Murillo also alluded to the company’s plan to retain its stores in nearby Livermore and Danville, two of Costco’s top-performing stores in the Bay Area.

“This site will allow Pleasanton members to shop closer to home and relieve some of the pressure on these two incredibly successful warehouses,” she said.

Of the nearly 100 residents in attendance, only seven spoke to the council Tuesday night, with comments ranging across the spectrum.

“I am a little disappointed hearing we voted upon this and yes we want it, and it’s getting delayed and delayed and delayed for these other reasons,” resident Michelle Flanagin. “It would be great to have the Costco here so we don’t have to drive all the way to these other Costcos, and it would be a benefit for families that are trying to survive in this Pleasanton area.”

“We need to come up with a better, more equitable agreement,” resident Sandy Yamaoda said. “This is a major risk to the stability of our city based on a litany of assumptions.”

“We have a lot to offer Costco, and they should pay for it,” she added.

“It seems like we have a greater liability with this agreement,” resident Julie Testa said. “This level of developer subsidy is unique for Pleasanton.
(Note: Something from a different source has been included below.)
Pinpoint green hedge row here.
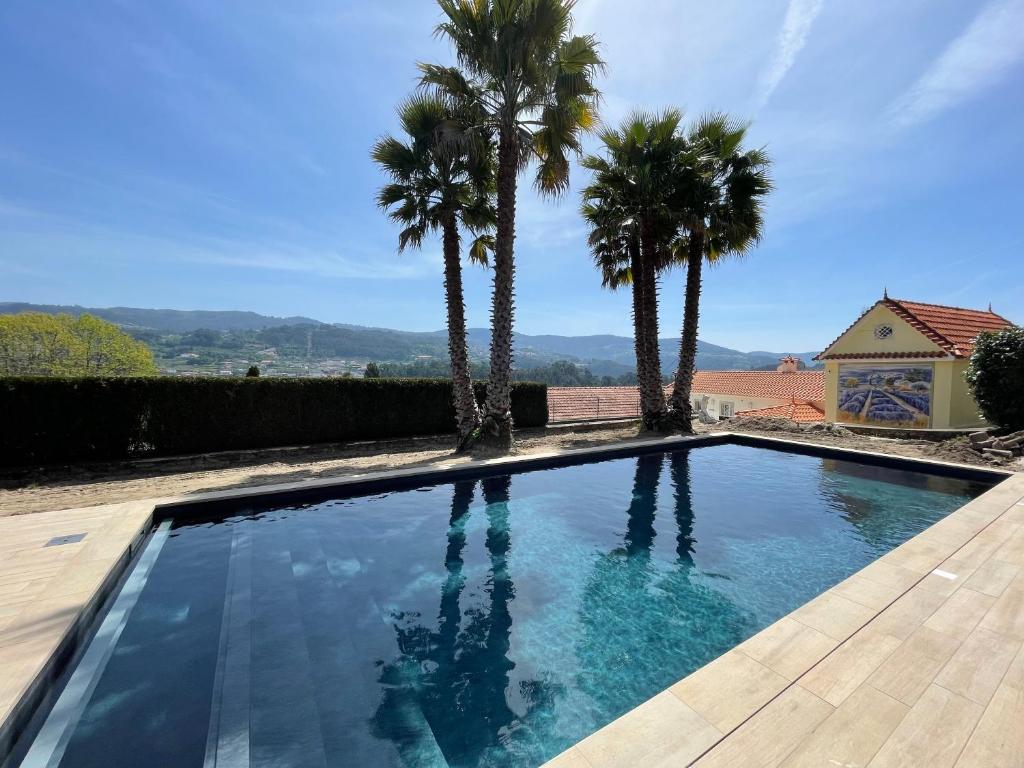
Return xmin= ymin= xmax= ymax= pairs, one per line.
xmin=0 ymin=377 xmax=548 ymax=466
There’s a lot of risk that’s not normally absorbed … This doesn’t seem like the best value for Pleasanton.”

“I want you to go forward with this. It’s been a long, long time coming,” former planning commissioner Mary Roberts said. “This is a development area. We need to boost it up to make it the thriving commercial development that it is supposed to be and we need to widen the range of commercial establishments.”

The financing proposal is scheduled to return to the council at a special meeting Sept. 18, at which time city staff will ask for final direction on the matter. If endorsed then, the term sheet would be finalized and incorporated into the final JDEDZ proposal. The council could opt to alter it at that time, too.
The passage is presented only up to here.